Hay quienes reclaman participar de la diversión. Lo apartan a codazos entre pullas y risas. Otro ocupa su lugar. Se baja los pantalones, la penetra y mueve su cintura de forma acompasada. Trata de besarla, pero ella defiende el bastión de sus labios. Contiene el aliento. Intenta que su boca quede intacta de la profanación. Vana esperanza la suya. El tercero de aquellos
mamagüevos
[7]
encuentra en la felación un placer exquisito y se abre paso a la fuerza en la caverna de las palabras. No puede más y vomita su profunda repugnancia.
Los oye marcharse a toda prisa. En el ambiente se percibe un tufillo a quemado. Hace demasiado calor. Es la techumbre de madera, que arde por cada una de las esquinas. Lenguas de fuego se agitan a su alrededor. Lucha por incorporarse, pero tiene el cuerpo entumecido. La entrepierna le duele terriblemente. Piensa en sus padres, en su hermana, en qué habrá sido de ellos. Hace un esfuerzo sobrehumano y al fin se arrastra hasta la puerta.
El horror le aguarda en el porche. Muerte y desolación.
Tanto ella como su familia han sido víctimas de la denominada Guerra de los Mil Días.
El llanto de la niña que tenía a su lado la trajo de vuelta a la realidad. La madre, para distraer a la criatura, la hizo cabalgar sobre sus rodillas.
—Tiene hambre —le dijo a Luisa, excusando de este modo la rabieta de su hija.
La colombiana asintió con una sonrisa, todavía abstraída por los dolorosos recuerdos.
«¡Rosalinda! ¿Qué habrá sido de ti?», volvió a pensar en la suerte de su hermana.

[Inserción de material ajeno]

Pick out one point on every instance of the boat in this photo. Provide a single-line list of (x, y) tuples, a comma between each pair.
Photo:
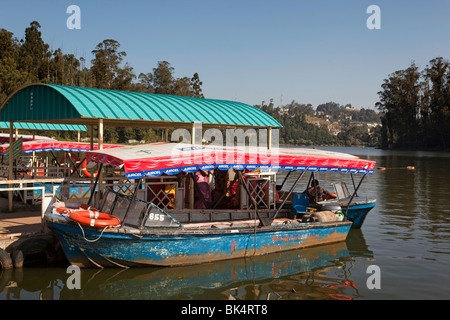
[(166, 220)]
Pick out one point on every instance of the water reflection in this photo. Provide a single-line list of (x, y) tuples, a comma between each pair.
[(297, 274)]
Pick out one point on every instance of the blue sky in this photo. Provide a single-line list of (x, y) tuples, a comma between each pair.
[(253, 51)]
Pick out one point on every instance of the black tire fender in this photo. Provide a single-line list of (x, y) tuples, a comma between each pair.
[(33, 246), (5, 260)]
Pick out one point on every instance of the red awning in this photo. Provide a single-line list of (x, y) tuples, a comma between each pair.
[(171, 158), (55, 145)]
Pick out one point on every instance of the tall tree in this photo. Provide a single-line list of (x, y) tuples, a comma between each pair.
[(163, 80), (33, 51), (106, 69)]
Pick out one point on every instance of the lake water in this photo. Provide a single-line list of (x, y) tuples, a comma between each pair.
[(406, 236)]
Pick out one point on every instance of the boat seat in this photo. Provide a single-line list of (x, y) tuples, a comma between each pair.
[(300, 202)]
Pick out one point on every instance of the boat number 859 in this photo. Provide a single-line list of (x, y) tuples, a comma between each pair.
[(156, 216)]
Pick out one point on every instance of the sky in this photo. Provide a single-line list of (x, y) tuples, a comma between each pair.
[(253, 51)]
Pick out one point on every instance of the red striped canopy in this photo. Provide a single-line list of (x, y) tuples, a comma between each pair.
[(171, 158)]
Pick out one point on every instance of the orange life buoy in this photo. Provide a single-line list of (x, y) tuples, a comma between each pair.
[(63, 210), (72, 156), (87, 207), (87, 173), (94, 218), (41, 172)]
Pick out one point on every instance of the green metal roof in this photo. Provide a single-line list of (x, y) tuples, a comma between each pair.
[(53, 103), (43, 126)]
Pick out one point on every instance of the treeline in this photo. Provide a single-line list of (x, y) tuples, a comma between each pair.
[(298, 131), (416, 107), (30, 60)]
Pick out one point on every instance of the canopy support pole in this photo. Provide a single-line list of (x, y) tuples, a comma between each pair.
[(197, 188), (261, 221), (138, 185), (353, 195), (100, 171), (289, 194), (94, 185), (226, 191), (10, 164), (91, 136)]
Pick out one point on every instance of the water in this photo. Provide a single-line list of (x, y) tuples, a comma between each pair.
[(407, 235)]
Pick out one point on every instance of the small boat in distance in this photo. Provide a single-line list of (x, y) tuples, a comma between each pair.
[(166, 217)]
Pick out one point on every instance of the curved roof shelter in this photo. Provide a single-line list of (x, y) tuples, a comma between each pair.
[(85, 106), (43, 126)]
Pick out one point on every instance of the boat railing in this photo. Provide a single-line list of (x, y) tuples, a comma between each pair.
[(135, 212)]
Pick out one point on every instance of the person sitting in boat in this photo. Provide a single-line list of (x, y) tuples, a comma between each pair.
[(202, 179), (316, 193)]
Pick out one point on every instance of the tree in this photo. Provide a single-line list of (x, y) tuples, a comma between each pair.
[(196, 86), (416, 107), (33, 51), (106, 69), (163, 81)]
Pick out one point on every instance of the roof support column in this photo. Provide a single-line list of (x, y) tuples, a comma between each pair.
[(100, 172), (91, 136), (10, 164), (196, 133)]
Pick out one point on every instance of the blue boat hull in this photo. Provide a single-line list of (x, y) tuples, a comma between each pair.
[(357, 213), (92, 248)]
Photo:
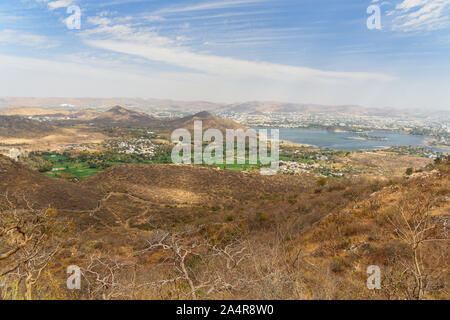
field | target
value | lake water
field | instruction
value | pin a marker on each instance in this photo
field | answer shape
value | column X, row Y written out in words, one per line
column 346, row 140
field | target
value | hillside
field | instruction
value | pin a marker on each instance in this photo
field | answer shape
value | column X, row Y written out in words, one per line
column 19, row 127
column 22, row 184
column 209, row 121
column 119, row 116
column 289, row 237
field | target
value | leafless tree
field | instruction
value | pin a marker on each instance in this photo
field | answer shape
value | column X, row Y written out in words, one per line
column 27, row 242
column 205, row 267
column 414, row 226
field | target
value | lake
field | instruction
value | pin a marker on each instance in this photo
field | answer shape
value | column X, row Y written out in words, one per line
column 350, row 140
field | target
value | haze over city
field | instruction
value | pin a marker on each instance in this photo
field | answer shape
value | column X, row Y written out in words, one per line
column 307, row 51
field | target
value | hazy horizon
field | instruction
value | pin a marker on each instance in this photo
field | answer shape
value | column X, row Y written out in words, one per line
column 313, row 52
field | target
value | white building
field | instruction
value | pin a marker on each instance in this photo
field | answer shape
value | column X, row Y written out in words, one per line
column 14, row 153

Hacía más de diez años que no sabía nada de ella. La última vez que se vieron fue en la feria de San José de Cúcuta, lugar donde habían estado viviendo desde que perdieron a sus padres. Cuando ella y Rosalinda alcanzaron la mayoría de edad, tía Martina, que se había dignado recogerlas tras la tragedia, les recomendó que se buscaran un empleo, o en su defecto, que fueran pensando en casarse con algún pretendiente de buena familia; no en vano, eran jóvenes y atractivas y su educación no distaba mucho de los hijos e hijas de los criollos. No podía seguir manteniéndolas, ya que debía hacerse cargo también de sus cinco hijos y ello le suponía un tremendo esfuerzo económico. El ultimátum surtió efecto y ambas decidieron encontrar el modo de sacar adelante sus vidas.
Luisa se trasladó a Medellín, donde entró a trabajar como doncella personal de doña Aparicio Larrea, esposa de un terrateniente cuyos cafetales se extendían por todo el departamento de Antioquía. Su hermana, en cambio, se quedó en Cúcuta. Tenía la esperanza de que, pasados unos días, tía Martina volvería a acogerla en su casa. Algo que jamás llegó a ocurrir.